13. As against this, under Order IX, the Court is required to follow different procedure. Order IX, Rule 1 provides that on the day fixed in the summons for the defendant to appear and answer, the parties shall be in attendance at the Court house and suit shall then be heard unless the hearing is adjourned to a future day fixed by the Court. This means that suit is fixed for hearing and on the date of hearing if neither parties appears then the suit may be dismissed as provided under Order IX, Rule 3. If the defendant fails to appear on the date of hearing, the Court is required to pass an order that the suit be heard exparte and to proceed further with the hearing of the suit. This requires recording of evidence and to proceed with the matter. After recording evidence ex parte, the Court can pronounce judgment on the basis of the evidence which is brought by the plaintiff. In such cases, the suit is not disposed of as provided under Order VIII, Rule 5 or Rule 10 on the basis of the averments made in the plaint.
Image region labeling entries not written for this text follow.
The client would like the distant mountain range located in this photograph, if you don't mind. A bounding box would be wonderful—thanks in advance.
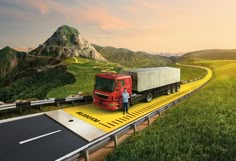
[30,25,106,61]
[0,25,236,101]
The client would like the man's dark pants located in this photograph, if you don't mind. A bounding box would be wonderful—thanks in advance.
[123,102,128,114]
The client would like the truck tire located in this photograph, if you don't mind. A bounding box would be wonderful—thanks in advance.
[145,92,153,102]
[176,86,180,92]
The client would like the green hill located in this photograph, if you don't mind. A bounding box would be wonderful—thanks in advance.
[93,44,171,68]
[0,47,74,102]
[105,60,236,161]
[179,49,236,62]
[0,46,26,80]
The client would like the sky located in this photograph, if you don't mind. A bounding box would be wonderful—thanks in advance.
[0,0,236,53]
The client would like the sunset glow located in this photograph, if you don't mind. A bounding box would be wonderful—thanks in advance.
[0,0,236,53]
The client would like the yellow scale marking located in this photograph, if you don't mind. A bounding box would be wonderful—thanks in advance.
[63,68,212,132]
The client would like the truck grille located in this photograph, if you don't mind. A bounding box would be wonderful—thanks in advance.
[96,93,108,99]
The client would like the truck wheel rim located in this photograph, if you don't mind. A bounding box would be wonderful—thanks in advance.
[146,93,152,102]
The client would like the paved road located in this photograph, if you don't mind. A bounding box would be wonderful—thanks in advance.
[0,115,88,161]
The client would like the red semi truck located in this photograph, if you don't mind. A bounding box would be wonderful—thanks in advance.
[93,67,180,110]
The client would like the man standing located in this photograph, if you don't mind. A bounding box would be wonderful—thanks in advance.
[122,88,130,114]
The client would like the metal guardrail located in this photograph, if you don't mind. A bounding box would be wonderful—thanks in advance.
[0,96,92,112]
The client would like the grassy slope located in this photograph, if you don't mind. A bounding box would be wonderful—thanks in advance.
[0,47,74,102]
[179,50,236,62]
[47,58,121,98]
[105,61,236,161]
[93,45,171,68]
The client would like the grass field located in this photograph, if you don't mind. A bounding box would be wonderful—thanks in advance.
[47,58,206,98]
[47,58,121,98]
[105,61,236,161]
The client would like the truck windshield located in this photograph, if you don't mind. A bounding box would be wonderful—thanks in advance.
[94,77,115,92]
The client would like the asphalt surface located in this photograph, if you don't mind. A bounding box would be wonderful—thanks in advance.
[0,115,88,161]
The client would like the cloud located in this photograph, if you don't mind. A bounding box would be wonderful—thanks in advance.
[8,0,130,30]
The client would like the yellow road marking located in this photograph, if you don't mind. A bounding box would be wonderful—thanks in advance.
[64,68,212,132]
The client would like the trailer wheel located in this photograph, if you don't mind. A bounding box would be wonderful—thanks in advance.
[145,92,153,102]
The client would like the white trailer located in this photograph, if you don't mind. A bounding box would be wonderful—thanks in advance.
[122,67,180,102]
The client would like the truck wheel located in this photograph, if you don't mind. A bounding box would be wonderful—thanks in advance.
[145,92,153,102]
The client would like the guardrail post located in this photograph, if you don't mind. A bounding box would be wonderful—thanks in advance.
[82,150,89,161]
[112,135,118,147]
[132,124,137,134]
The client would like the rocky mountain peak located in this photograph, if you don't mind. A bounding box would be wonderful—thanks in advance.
[31,25,107,61]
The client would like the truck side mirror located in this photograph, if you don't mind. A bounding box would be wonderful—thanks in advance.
[116,82,122,91]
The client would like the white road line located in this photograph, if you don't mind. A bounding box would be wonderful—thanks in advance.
[19,130,61,144]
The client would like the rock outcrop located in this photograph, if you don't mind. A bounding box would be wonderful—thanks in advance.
[30,25,107,61]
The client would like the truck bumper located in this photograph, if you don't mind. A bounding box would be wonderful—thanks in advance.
[93,99,119,111]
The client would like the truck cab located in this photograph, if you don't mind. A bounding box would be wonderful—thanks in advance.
[93,73,132,110]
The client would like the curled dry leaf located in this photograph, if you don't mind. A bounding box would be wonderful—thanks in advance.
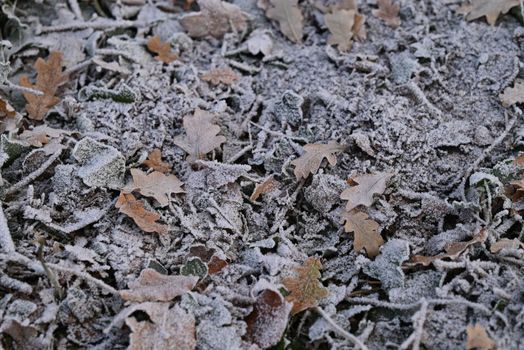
[340,173,393,212]
[342,210,384,258]
[173,108,226,160]
[282,257,329,315]
[122,169,185,207]
[147,35,178,63]
[20,51,68,120]
[120,268,198,302]
[291,141,346,180]
[115,192,169,234]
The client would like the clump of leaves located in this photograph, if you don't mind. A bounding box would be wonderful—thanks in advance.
[20,51,68,120]
[282,257,329,315]
[147,35,178,63]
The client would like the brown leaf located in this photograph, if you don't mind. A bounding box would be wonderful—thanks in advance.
[120,268,198,302]
[266,0,304,43]
[147,35,178,63]
[115,192,169,234]
[180,0,248,39]
[201,67,238,85]
[340,173,393,212]
[122,169,185,207]
[342,210,384,258]
[291,141,345,180]
[144,148,173,173]
[20,51,68,120]
[173,108,226,160]
[372,0,400,27]
[282,257,329,315]
[466,323,497,350]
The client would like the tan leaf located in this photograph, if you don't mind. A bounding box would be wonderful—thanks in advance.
[125,303,196,350]
[20,51,68,120]
[201,67,238,85]
[464,0,520,25]
[249,175,280,201]
[466,323,497,350]
[291,141,346,180]
[122,169,185,207]
[372,0,400,27]
[115,192,169,234]
[340,173,393,212]
[342,210,384,258]
[147,35,178,63]
[282,257,329,315]
[144,148,173,173]
[180,0,248,39]
[499,80,524,107]
[120,268,198,302]
[173,108,226,160]
[266,0,304,43]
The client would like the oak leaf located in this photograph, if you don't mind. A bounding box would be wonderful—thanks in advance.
[291,141,346,180]
[342,210,384,257]
[340,173,393,212]
[122,169,185,207]
[147,35,178,63]
[173,108,226,160]
[119,268,198,302]
[115,192,169,234]
[20,51,68,120]
[372,0,400,27]
[282,257,329,315]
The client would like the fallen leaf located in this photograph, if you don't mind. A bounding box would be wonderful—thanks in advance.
[115,192,169,234]
[119,268,198,302]
[122,169,185,207]
[173,108,226,160]
[20,51,68,120]
[342,210,384,258]
[201,67,238,85]
[291,141,346,180]
[282,257,329,315]
[372,0,400,27]
[466,323,497,350]
[340,173,393,212]
[180,0,248,39]
[266,0,304,43]
[144,148,173,173]
[147,35,178,63]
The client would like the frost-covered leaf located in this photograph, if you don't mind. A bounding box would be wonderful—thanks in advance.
[122,169,185,207]
[282,257,329,315]
[115,192,169,234]
[342,210,384,257]
[120,268,198,302]
[340,173,393,212]
[291,141,346,180]
[173,108,226,160]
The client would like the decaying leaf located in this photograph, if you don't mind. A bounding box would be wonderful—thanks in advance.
[466,323,497,350]
[147,35,178,63]
[342,210,384,258]
[120,268,198,302]
[340,173,393,212]
[115,192,169,234]
[144,148,173,174]
[372,0,400,27]
[20,51,68,120]
[291,141,346,180]
[201,67,238,85]
[122,169,185,207]
[173,108,226,160]
[282,257,329,315]
[180,0,248,39]
[266,0,304,43]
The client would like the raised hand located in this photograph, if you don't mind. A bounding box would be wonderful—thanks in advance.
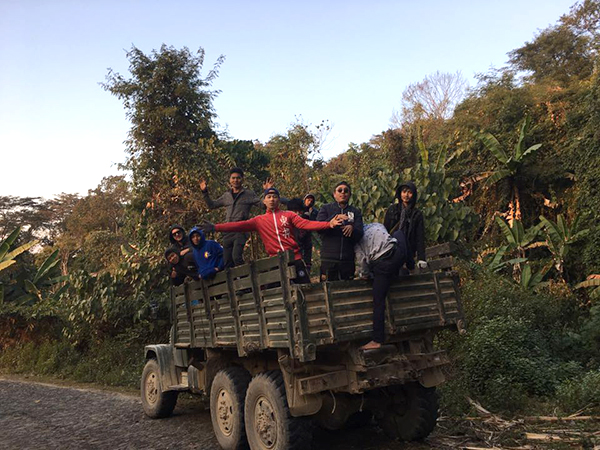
[263,177,275,189]
[202,220,215,233]
[329,214,344,228]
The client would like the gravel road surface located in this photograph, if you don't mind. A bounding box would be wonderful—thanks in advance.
[0,379,431,450]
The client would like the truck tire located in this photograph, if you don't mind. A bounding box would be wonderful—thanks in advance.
[210,367,252,450]
[141,358,178,419]
[377,383,438,441]
[245,370,313,450]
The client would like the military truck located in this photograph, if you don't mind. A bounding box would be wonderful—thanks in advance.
[141,245,463,450]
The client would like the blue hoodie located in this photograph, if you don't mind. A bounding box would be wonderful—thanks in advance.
[189,227,223,279]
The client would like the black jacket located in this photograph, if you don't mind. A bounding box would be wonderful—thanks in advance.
[169,225,190,253]
[165,247,198,286]
[317,202,364,262]
[383,181,425,261]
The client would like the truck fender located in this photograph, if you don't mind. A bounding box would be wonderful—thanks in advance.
[144,344,178,392]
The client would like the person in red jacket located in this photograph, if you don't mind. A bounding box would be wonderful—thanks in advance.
[203,188,345,283]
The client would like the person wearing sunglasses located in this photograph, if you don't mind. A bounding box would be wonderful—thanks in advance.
[317,181,363,281]
[200,167,273,269]
[383,181,428,270]
[169,225,191,256]
[202,187,343,283]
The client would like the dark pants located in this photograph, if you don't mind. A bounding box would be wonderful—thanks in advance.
[223,233,248,269]
[321,260,354,281]
[369,244,405,343]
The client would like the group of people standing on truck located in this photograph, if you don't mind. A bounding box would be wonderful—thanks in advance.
[165,168,427,349]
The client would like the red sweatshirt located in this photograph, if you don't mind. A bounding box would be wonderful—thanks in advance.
[215,209,329,259]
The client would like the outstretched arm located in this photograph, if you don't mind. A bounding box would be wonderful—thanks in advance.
[215,217,256,232]
[291,214,343,231]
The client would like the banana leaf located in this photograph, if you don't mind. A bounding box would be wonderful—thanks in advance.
[496,216,518,247]
[479,133,508,164]
[0,259,16,271]
[33,249,58,283]
[4,240,39,266]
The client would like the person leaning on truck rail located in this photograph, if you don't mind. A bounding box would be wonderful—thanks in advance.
[317,181,363,281]
[203,187,346,283]
[189,227,223,280]
[200,167,273,268]
[165,246,198,286]
[355,223,415,350]
[383,181,427,270]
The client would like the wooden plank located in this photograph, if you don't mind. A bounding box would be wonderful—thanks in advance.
[258,270,282,286]
[323,281,336,339]
[208,282,229,297]
[425,242,456,260]
[202,276,217,347]
[225,270,246,357]
[254,256,279,273]
[335,309,373,328]
[433,274,446,325]
[250,261,267,348]
[183,283,195,347]
[427,256,454,271]
[233,277,252,290]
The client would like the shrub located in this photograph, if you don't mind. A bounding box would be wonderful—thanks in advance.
[556,370,600,414]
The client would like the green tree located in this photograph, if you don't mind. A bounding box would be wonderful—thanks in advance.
[102,45,224,226]
[479,116,542,223]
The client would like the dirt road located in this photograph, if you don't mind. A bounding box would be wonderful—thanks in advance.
[0,379,432,450]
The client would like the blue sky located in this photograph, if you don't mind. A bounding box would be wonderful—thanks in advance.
[0,0,573,198]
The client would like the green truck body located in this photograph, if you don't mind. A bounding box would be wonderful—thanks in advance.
[142,244,463,450]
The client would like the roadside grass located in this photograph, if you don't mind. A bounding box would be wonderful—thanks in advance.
[0,338,145,389]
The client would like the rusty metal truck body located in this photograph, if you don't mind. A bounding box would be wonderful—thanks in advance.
[142,246,463,450]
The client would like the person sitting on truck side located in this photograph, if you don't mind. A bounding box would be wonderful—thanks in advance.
[287,198,312,274]
[169,225,190,257]
[200,167,273,268]
[383,181,427,269]
[165,247,198,286]
[356,223,415,350]
[317,181,363,281]
[190,227,224,280]
[203,187,344,283]
[302,194,319,220]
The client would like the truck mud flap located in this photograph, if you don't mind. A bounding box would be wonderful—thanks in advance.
[144,344,179,392]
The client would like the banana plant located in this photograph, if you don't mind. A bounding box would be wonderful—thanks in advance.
[476,116,542,223]
[575,275,600,299]
[521,263,548,289]
[0,227,39,271]
[540,214,590,281]
[487,216,546,289]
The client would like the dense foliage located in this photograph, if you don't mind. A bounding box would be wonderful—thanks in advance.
[0,0,600,412]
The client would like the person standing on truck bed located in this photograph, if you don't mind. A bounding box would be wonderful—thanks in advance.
[200,167,273,268]
[383,181,427,269]
[355,223,415,350]
[317,181,363,281]
[169,225,191,257]
[190,227,223,280]
[203,187,345,283]
[165,246,198,286]
[286,198,312,274]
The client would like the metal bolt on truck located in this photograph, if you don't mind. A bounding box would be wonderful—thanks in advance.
[141,244,463,450]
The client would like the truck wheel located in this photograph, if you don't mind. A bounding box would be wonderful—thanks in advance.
[141,358,178,419]
[210,367,251,450]
[245,370,312,450]
[378,383,438,441]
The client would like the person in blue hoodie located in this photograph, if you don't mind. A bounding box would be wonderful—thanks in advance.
[189,227,224,280]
14. Further, under Order IX, Rule 13, the defendant is entitled to file application for setting aside exparte decree on two grounds, namely (i) that the summons was not duly served and (ii) that he was prevented by any sufficient cause from appearing when the suit was called on for hearing. This also indicates that the suit is required to be fixed for hearing and on the date of hearing the defendant is absent.
15. In this view of the matter, in our view, application under Order IX, Rule 13 is not maintainable when the Court has passed a decree under Order VIII, Rule 5 or Rule 10 of the C.P.C. There is no provision in Order VIII for setting aside a decree passed under Rule 5 or 10 thereof for non-filing of Written Statement. The only remedy open in such cases is to file an appeal against such decree. Decree under Order VIII, Rule 5 or Rule 10 is passed because of the specific provisions under Order VIII that every allegation of fact in the plaint, if not denied specifically or by necessary implication or stated to be not admitted in the pleading of the defendant, then it shall be taken to be admitted except against a person under disability, and thereafter there is a provision that the Court has discretion to pronounce judgment on the basis of the facts contained in the plaint. This scheme is totally different from the scheme of passing ex parte decree under Order IX.
16. The reference stands disposed of accordingly.